Niets zo vervelend dan winderig zijn in gezelschap dat opgevoed is met etiquette. Ontsnappen lukt eenvoudig niet. Het is namelijk not done om van tafel te gaan tijdens de maaltijd. Ik besluit het toch maar even bespreekbaar te maken. Dat lucht in ieder geval op.

Beste mensen, mag ik even uw aandacht. Freule Stoeterwaal van Derrière valt bijna van haar stoel. Wie durft hier onaangekondigd aandacht te vragen? Hoe brutaal? Dat is toch alleen aan haar? Ze wipt vlug op het puntje van haar stoel richting rugleuning. Affront, hopelijk ziet niemand het.

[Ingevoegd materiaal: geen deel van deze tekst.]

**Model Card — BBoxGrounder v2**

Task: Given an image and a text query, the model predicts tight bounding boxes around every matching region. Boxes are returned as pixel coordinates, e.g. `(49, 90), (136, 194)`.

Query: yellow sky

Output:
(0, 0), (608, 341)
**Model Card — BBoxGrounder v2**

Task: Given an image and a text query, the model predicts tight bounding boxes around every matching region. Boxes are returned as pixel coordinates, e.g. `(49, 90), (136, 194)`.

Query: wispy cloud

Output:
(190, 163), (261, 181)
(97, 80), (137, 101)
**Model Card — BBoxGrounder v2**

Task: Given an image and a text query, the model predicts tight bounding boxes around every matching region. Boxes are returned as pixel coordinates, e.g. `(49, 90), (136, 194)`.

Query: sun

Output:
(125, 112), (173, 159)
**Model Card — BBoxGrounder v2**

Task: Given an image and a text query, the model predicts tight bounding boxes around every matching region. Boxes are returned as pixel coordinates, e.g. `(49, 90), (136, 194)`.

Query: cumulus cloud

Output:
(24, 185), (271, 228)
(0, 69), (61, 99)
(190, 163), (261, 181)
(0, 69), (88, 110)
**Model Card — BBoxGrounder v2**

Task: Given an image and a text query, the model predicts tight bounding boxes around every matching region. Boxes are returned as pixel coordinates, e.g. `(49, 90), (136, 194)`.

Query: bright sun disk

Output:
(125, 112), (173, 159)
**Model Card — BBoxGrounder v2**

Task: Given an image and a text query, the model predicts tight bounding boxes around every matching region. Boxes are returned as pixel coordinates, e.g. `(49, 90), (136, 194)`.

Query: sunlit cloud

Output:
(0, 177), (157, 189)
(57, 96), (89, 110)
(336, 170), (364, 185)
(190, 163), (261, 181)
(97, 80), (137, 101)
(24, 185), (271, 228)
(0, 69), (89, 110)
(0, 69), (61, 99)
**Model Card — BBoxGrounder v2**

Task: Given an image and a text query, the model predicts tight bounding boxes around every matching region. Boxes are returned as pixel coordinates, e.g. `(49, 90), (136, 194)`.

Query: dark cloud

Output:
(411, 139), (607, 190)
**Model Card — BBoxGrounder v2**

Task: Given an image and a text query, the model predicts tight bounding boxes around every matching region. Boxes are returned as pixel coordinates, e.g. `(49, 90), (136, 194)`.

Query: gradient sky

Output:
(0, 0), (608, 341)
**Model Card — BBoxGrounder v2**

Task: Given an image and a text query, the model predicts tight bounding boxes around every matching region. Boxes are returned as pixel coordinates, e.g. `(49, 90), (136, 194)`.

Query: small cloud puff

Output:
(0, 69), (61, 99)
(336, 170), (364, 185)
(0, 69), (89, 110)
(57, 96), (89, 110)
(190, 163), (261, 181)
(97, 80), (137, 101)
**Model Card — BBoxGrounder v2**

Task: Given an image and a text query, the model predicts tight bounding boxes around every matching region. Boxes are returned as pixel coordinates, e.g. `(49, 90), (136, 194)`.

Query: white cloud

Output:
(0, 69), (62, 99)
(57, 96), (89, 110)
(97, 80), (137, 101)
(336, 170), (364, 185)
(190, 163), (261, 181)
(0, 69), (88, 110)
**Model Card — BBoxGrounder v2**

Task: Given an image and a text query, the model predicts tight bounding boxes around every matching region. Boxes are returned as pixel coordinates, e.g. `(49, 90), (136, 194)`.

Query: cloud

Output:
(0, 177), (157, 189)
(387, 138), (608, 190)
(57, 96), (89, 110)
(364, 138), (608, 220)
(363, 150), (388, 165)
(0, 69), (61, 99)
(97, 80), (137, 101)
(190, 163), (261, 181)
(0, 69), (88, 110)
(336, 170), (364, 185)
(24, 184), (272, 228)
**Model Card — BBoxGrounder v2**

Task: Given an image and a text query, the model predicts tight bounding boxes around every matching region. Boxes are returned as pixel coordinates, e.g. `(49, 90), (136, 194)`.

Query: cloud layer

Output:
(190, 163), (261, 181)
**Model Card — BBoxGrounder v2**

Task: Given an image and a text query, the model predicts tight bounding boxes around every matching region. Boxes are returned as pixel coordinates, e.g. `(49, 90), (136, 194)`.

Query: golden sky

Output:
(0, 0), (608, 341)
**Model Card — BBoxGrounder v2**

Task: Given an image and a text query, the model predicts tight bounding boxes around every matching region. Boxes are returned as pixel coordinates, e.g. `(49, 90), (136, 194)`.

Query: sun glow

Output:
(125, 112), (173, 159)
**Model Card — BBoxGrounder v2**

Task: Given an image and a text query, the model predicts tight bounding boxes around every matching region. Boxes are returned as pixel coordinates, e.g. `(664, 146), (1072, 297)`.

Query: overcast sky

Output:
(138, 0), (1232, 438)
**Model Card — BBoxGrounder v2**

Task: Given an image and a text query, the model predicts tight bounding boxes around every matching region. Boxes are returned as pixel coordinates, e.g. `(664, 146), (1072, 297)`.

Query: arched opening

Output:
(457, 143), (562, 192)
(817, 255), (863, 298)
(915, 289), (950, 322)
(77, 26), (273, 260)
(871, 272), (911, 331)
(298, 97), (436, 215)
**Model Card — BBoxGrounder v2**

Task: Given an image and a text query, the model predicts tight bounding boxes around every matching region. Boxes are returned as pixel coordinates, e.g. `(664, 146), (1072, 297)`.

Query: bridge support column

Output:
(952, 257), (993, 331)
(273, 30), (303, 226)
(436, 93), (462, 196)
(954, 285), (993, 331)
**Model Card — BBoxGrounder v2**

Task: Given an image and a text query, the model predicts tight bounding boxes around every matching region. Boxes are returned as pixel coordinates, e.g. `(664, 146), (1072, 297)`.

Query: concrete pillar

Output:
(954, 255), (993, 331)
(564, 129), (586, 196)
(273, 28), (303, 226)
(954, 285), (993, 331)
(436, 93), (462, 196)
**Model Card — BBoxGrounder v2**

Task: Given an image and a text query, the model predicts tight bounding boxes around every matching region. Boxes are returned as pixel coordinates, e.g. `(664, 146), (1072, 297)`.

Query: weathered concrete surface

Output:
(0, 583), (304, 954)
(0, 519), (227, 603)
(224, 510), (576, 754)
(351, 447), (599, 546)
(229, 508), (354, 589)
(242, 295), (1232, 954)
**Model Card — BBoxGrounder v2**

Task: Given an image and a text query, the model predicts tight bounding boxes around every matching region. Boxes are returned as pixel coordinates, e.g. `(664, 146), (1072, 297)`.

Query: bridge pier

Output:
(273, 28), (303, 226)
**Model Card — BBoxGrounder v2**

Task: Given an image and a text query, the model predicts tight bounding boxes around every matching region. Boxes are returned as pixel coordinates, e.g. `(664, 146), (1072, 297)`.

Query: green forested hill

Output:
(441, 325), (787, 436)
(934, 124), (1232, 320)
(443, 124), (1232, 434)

Ik zit met een klein probleem. Het kan twee kanten op en het heeft alles te maken met ontsnappen. Ha, ontsnappen, een raadsel, zie ik een hoop mensen denken. En nee, het is geen spelletje Cluedo. Er is niemand vermoord. Nou ja, niemand. Hooguit de mosselen die ik zojuist gegeten heb. En daar zit juist mijn kleine probleem.

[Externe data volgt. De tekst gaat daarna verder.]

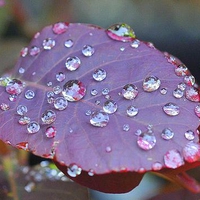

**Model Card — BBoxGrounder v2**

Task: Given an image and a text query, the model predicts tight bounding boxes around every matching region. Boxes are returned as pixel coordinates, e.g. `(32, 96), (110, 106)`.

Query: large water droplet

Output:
(122, 84), (138, 100)
(82, 45), (94, 57)
(52, 22), (69, 35)
(90, 111), (109, 127)
(103, 100), (117, 114)
(106, 23), (135, 42)
(62, 80), (86, 101)
(183, 142), (200, 163)
(92, 69), (106, 81)
(65, 56), (81, 71)
(67, 164), (82, 177)
(6, 79), (23, 95)
(41, 110), (56, 124)
(164, 149), (184, 169)
(126, 106), (139, 117)
(27, 121), (40, 133)
(143, 76), (161, 92)
(54, 97), (68, 110)
(163, 103), (180, 116)
(161, 128), (174, 140)
(137, 131), (156, 150)
(42, 38), (56, 50)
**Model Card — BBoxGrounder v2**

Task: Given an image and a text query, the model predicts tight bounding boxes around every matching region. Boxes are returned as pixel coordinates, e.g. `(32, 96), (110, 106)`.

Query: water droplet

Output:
(0, 103), (10, 111)
(24, 90), (35, 100)
(184, 75), (195, 86)
(56, 72), (65, 82)
(185, 130), (195, 140)
(90, 89), (98, 96)
(183, 142), (200, 163)
(42, 38), (56, 50)
(82, 45), (94, 57)
(67, 164), (82, 177)
(29, 46), (40, 56)
(92, 69), (106, 81)
(126, 106), (139, 117)
(122, 84), (138, 100)
(163, 103), (180, 116)
(152, 162), (162, 171)
(185, 87), (200, 102)
(6, 79), (23, 95)
(41, 110), (56, 124)
(27, 121), (40, 133)
(164, 149), (184, 169)
(20, 47), (28, 57)
(137, 131), (156, 150)
(160, 88), (167, 95)
(173, 88), (184, 99)
(122, 124), (130, 131)
(54, 97), (68, 110)
(131, 39), (140, 49)
(194, 105), (200, 118)
(18, 116), (31, 125)
(175, 64), (189, 76)
(45, 126), (56, 138)
(161, 128), (174, 140)
(103, 100), (118, 114)
(106, 23), (135, 42)
(65, 56), (81, 71)
(52, 22), (69, 35)
(65, 39), (74, 48)
(53, 85), (62, 94)
(90, 111), (109, 127)
(62, 80), (86, 101)
(17, 105), (28, 116)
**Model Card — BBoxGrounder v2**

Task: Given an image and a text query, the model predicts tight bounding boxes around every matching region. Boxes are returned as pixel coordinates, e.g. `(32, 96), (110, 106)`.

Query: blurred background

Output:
(0, 0), (200, 82)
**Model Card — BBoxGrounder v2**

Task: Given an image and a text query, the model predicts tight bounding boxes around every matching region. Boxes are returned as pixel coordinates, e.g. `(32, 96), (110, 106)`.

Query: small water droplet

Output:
(161, 128), (174, 140)
(173, 88), (184, 99)
(82, 45), (94, 57)
(183, 142), (200, 163)
(185, 87), (200, 102)
(163, 103), (180, 116)
(27, 121), (40, 133)
(90, 111), (109, 127)
(175, 64), (189, 76)
(106, 23), (135, 42)
(42, 38), (56, 50)
(29, 46), (40, 56)
(137, 131), (156, 150)
(45, 126), (56, 138)
(17, 105), (28, 116)
(103, 100), (118, 114)
(131, 39), (140, 49)
(122, 84), (138, 100)
(126, 106), (139, 117)
(67, 164), (82, 177)
(24, 90), (35, 100)
(184, 130), (195, 140)
(62, 80), (86, 101)
(92, 69), (106, 81)
(164, 149), (184, 169)
(41, 110), (56, 124)
(6, 79), (23, 95)
(52, 22), (69, 35)
(54, 97), (68, 110)
(56, 72), (65, 82)
(65, 56), (81, 71)
(143, 76), (161, 92)
(64, 39), (74, 48)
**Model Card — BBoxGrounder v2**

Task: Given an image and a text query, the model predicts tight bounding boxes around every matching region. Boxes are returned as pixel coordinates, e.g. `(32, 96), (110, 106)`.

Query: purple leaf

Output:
(0, 23), (200, 192)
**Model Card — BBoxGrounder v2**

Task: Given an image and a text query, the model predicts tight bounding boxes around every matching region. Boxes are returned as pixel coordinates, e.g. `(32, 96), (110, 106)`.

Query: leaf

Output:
(0, 23), (200, 192)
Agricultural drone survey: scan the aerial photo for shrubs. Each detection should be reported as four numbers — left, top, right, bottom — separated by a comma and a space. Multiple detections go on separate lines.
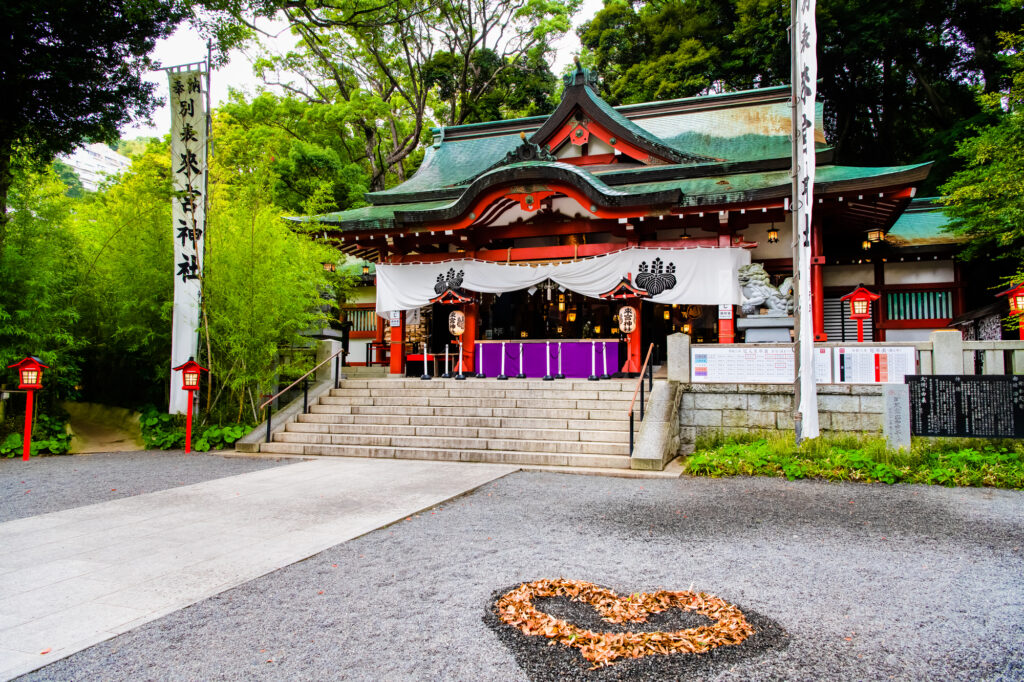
0, 415, 71, 457
139, 407, 253, 453
685, 433, 1024, 489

Ik wordt een aantal blikken gewaar van freules en baronnen die in ieder geval nooit de oorlog hebben meegemaakt. Gepoederd wereldvreemd kijken ze afwisselend naar elkaar, naar het plafond en naar mij. Zegt u het maar. Roept de freule aan de andere kant van de tafel. Ze houdt een koehoorn tegen haar rechteroor. Luid graag.

Nou kijk. Er zijn twee zaken die op dit moment willen ontsnappen. Ik in zijn geheel en daarnaast een tijdelijke gedeelte in mij. Een hoopje zogezegd. Het vervelende is dat het hoopje klaar ligt om mijn lijf te verlaten. Met andere woorden als ik niet in zijn totaliteit heel even mag ontsnappen, dan ontsnapt een gedeelte van mij. Met een vleugje wind zogezegd. En ik vind. Dat er in deze lastige situatie een uitzondering gemaakt moet worden op de etiquette. Ik zie zelf geen andere uitweg. Aan u de keuze.

Gaan, gaan, gaan. Roept het gezelschap in koor. Te laat. Gone is the wind.